- Run time: 2 hours 6 minutes
- Studio: Living Films
- Director: Peter Farrelly
- Where to Watch: Apple TV+
John “Chickie” Donohue is a former marine and current merchant sailor who lives with is family in the neighborhood of Inwood, New York City. He sleeps all day, drinks all night, and is gone for long stretches of time at work while Vietnam is in full swing. After learning that one of his friends is MIA and that several others have been killed, Chickie decides he’s had enough. In a drunken burst of confidence, Chickie declares he’s going to go to Vietnam and deliver beer to all the Inwood kid’s currently deployed in the war. While Chickie is in Vietnam, he begins to understand what he’s seeing – the carnage and needless violence that looks to be accomplishing nothing.
Starring Zac Efron, The Greatest Beer Run Ever is an Apple TV+ original production based on a novel of the same name. The novel is written by the real life John “Chick” Donohue and it is a true story. The movie does borrow major plot points from the novel and splices in a few social commentary moments and as well as a few new characters that don’t exist in the original story. It is ultimately a compelling enough story, but not so compelling or neatly presented that I was able to keep my eyes on the screen the entire time. My attention frequently found its way over to Twitter or some other application.
Efron’s performance is “mid” as the kids would say. There’s nothing exceptional here from the High School Musical star and even though he’s expanded his repertoire the past few years, drama isn’t really his thing yet. Maybe another couple tries and he might have a really good performance, but I’ve yet to personally see anything or hear any buzz regarding anything truly exceptional from him. There is one shot where Efron sits and contemplates some horrible thing he just saw and it looks like he’s just bored in a waiting room. Laughable at best. The other major stars in this movie are Russel Crowe, who portrays a fictional journalist named Arthur Coates, and Bill Murray, who plays a bartender named “Colonel”. Both Crowe and Murray are about what you’d expect in a movie like this. Crowe is a hardass with a few “profound” lines and Murray is comedic relief that reminds you of that one grandparent or uncle that is a little stuck in their ways and always brings up politics.

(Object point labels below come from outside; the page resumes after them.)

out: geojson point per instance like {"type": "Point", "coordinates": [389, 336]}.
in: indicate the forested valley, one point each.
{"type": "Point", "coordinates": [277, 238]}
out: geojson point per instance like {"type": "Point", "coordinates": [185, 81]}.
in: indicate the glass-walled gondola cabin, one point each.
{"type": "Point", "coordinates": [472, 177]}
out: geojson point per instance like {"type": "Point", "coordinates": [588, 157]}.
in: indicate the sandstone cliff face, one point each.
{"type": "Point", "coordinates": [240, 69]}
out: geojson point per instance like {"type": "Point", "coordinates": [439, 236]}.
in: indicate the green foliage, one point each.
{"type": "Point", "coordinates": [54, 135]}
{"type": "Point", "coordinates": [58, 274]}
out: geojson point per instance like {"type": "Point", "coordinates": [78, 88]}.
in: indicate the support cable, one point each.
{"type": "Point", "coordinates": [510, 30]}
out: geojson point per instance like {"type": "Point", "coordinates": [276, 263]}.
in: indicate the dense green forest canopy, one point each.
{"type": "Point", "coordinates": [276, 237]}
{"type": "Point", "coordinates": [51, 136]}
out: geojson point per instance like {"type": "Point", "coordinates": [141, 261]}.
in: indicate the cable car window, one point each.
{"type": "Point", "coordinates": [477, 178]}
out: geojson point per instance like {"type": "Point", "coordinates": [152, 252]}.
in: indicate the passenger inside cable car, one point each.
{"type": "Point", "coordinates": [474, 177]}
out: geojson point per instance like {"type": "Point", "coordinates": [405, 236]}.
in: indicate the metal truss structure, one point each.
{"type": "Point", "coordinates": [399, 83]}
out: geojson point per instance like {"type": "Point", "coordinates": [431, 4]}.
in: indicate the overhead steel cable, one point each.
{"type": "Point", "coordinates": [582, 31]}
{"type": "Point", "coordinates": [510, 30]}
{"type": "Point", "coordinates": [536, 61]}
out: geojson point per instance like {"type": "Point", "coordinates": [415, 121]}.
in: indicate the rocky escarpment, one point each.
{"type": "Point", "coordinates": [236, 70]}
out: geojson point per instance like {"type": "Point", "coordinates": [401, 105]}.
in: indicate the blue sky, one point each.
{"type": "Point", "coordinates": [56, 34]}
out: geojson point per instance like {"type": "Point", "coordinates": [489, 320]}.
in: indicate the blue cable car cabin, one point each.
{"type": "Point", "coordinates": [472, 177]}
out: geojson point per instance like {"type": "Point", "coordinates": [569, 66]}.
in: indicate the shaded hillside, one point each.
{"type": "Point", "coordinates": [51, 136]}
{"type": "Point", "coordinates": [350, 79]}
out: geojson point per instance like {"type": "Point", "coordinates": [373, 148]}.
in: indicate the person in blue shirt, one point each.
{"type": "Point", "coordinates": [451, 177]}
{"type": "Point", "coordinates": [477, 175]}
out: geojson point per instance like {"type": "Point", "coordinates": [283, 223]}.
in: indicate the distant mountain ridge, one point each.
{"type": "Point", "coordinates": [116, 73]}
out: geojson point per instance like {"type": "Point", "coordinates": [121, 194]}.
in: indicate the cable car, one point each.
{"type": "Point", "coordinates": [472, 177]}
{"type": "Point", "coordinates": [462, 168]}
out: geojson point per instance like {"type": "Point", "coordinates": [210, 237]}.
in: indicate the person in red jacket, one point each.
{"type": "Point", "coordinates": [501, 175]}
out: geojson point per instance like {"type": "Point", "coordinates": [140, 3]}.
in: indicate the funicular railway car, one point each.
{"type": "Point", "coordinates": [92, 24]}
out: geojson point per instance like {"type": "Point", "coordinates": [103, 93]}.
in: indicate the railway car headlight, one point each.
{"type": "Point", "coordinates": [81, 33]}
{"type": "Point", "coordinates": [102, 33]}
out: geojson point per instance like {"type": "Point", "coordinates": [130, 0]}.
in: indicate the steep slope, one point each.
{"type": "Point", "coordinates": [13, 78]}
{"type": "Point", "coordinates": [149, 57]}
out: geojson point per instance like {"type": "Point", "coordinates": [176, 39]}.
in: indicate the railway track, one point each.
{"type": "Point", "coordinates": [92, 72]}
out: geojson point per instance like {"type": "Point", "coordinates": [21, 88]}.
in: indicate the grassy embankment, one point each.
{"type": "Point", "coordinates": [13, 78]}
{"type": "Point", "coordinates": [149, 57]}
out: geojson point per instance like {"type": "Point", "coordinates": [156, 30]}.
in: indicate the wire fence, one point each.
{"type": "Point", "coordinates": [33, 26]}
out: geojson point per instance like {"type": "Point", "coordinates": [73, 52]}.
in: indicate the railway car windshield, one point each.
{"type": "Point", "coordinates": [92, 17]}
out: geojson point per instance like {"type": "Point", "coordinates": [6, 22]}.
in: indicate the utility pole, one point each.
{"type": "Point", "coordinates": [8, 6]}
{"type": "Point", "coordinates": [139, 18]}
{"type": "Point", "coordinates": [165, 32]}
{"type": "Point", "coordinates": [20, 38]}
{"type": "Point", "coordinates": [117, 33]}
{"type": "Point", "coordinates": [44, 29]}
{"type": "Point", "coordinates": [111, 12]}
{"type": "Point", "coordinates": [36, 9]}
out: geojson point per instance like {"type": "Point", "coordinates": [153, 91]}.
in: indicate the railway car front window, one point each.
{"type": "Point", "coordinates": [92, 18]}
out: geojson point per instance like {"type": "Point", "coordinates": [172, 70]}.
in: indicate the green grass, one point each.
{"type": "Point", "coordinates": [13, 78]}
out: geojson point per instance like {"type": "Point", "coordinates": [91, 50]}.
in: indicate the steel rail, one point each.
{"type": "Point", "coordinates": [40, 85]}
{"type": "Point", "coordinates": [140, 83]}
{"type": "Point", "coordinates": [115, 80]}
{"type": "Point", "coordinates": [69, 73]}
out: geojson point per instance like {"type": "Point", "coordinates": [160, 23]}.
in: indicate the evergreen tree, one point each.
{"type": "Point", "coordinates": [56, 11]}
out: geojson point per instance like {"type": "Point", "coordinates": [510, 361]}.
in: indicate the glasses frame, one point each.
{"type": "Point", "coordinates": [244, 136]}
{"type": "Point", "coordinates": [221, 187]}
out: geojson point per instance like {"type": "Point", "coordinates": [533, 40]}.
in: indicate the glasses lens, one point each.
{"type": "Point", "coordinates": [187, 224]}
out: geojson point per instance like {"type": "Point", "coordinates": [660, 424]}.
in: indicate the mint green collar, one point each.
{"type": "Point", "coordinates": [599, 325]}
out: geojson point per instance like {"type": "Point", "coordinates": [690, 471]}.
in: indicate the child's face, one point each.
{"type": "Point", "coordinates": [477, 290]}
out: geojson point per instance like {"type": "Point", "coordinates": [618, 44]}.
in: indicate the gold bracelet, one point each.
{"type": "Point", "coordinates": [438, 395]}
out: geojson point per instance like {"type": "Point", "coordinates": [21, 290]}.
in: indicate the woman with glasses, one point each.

The writing that moves the cinematic version of Chickie through the story is sub par at best. The phrase “Truth is stranger than fiction” only applies to the real life events that were lifted straight out of the novel. Certain aspects that were added in to crank up the drama came off as overly preachy about a conflict that most people under the age of 30 would agree was a total disaster for everyone involved. Similarly, the dialogue was sub par at best. Basically every single person Chickie met in Vietnam said “Chickie? you gotta get outta here!” at least three times and it got old quick. There wasn’t anything beyond that. This could have been a much shorter movie, but instead it’s overly drawn out with poor character interactions.
The camerawork in The Greatest Beer Run Ever is decent, but again, there’s nothing special to really call out. It looked like a normal action comedy, with plenty of needless explosion shots and over the shoulder dialogue cuts. The landscape looked gorgeous, even though it was Thailand and not really Vietnam. The soundtrack was alright, with just a couple recognizable songs for this millennial. This is definitely not a movie to watch if you’re expecting anything visually stunning or some majestic sound track. I’m honestly surprised that Apple TV even picked this one up, it just doesn’t have any amount of polish or “wow” factor that one would expect.
The Greatest Beer Run Ever is a 2022 Apple TV+ original directed by Peter Farrelly. Starring Zac Efron as Chickie Donohue, this is the story of a man who wanted to bring a few beers to his buddies deployed to Vietnam. With Russel Crowe and Bill Murray joining the supporting cast, this mis-adventurous tale is packed with plenty of commentary about Vietnam but not much else. There is no killer scene or must see moment that would justify having an Apple TV+ subscription AND THEN clicking on this movie. It is an extremely mediocre movie, great for background noise during work or writing reviews for other movies.